The ghost of Fallujah stirred. Thirty-seven dead because of his decisions.

"I've sent men to die before." The words came out quiet. "I've lived with the consequences. If I have to do it again to save this kingdom, I will."

Igue studied him for a long moment.

"Partners, then. Tomorrow we begin properly. Bring whatever else the fever showed you. We'll see what we can build."

---

Night came, and with it, the reports.

Osarobo appeared at his window after midnight, climbing the walls like a spider.

"The chief priests met this evening. Osaro was there."

"What did they discuss?"

"You. The sacrifice. The things you know that you shouldn't. One of them suggested consulting the Oracle about whether the real prince died in the fever."

"And?"

"Osaro argued against it. He said there were other ways to determine the truth. Simpler ways."

"What ways?"

"He didn't say. But three of his personal guards left the palace tonight, heading toward the coast."

Toward the coast. Where the British merchants waited. Where information could be bought and sold.

"He's checking to see if the real prince might have somehow learned about Berlin from European sources."

"That's what I thought. But there's more." Osarobo's voice dropped. "A servant overheard the chief priests talking after Osaro left. One of them said the wrong-foot approach proved the spirits were hostile. Another said it proved nothing. But the eldest priest—the one who speaks for the ancestors—said something interesting."

"What?"

"He said it didn't matter whether the prince was possessed or changed or simply traumatized by the fever. What mattered was that the court's confidence was shaken. That once confidence is lost, it rarely returns. That princes who lose the court's confidence rarely live long enough to regain it."

The threat was clear. Not Osaro acting alone, but a growing consensus that the changed prince was dangerous. A consensus that could turn into action.

"What do they want?"

"They want the old prince back. The boy who knew his place. The heir who would maintain traditions." Osarobo paused. "They want you to pretend to be someone you're not. And when you fail to convince them, they want permission to replace you."

"With whom?"

"You have a younger brother. He's eight."

Egogo. Akenzua had barely registered the boy's existence—too young to matter, lost in the chaos of fever memories and strategic planning.

"They would put a child on the throne rather than accept what I've become."

"They would put anyone on the throne who would let them keep things as they are."

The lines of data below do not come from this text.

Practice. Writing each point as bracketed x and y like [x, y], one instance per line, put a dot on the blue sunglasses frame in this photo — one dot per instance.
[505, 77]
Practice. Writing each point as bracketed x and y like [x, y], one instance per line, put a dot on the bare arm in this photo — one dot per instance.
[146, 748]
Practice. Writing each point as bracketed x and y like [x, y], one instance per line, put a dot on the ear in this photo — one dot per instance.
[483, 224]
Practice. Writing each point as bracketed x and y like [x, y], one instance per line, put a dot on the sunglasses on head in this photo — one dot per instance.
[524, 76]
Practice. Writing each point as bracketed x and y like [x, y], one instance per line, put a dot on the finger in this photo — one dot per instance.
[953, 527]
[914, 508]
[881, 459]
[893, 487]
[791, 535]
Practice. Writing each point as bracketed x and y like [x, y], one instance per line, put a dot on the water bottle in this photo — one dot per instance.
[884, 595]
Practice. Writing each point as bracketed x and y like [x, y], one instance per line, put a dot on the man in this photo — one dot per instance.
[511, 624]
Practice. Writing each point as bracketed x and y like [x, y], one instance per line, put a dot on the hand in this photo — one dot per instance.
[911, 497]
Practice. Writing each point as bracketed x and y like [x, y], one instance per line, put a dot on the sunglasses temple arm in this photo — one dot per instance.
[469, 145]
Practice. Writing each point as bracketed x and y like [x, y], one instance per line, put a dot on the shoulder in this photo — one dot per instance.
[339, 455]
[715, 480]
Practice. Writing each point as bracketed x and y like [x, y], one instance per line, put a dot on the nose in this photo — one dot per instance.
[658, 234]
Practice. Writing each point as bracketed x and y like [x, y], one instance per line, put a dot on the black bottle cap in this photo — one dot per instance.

Akenzua moved to the window. Below, the palace slept. But somewhere in those chambers, men were planning his destruction.

"Then we move faster than they expect. Tomorrow I meet with Igue again. By the week's end, I'll have approached Erebo formally. If Osaro wants a conspiracy, I'll build one of my own."

"And the Queen Mother?"

The girl. Esohe. The proof his mother demanded.

"I'll find the girl. Give my mother what she needs to believe some part of her son remains." He turned back to Osarobo. "But we both know the truth. The boy who loved that girl is gone. What's left is someone who will use that love—fake it if necessary—to survive."

Osarobo's expression didn't change. "Survival is all that matters, Prince. Everything else is luxury."

He slipped back out the window and vanished into the night.

Akenzua stood alone in the darkness.

By morning, every chief in the palace would know: the prince who returned from the fever was not the prince who fell ill. The whispers had become a flood. The court had turned its measuring eye on him, and what it saw frightened them.

Good.

Let them fear what they didn't understand.

While they whispered, he would build.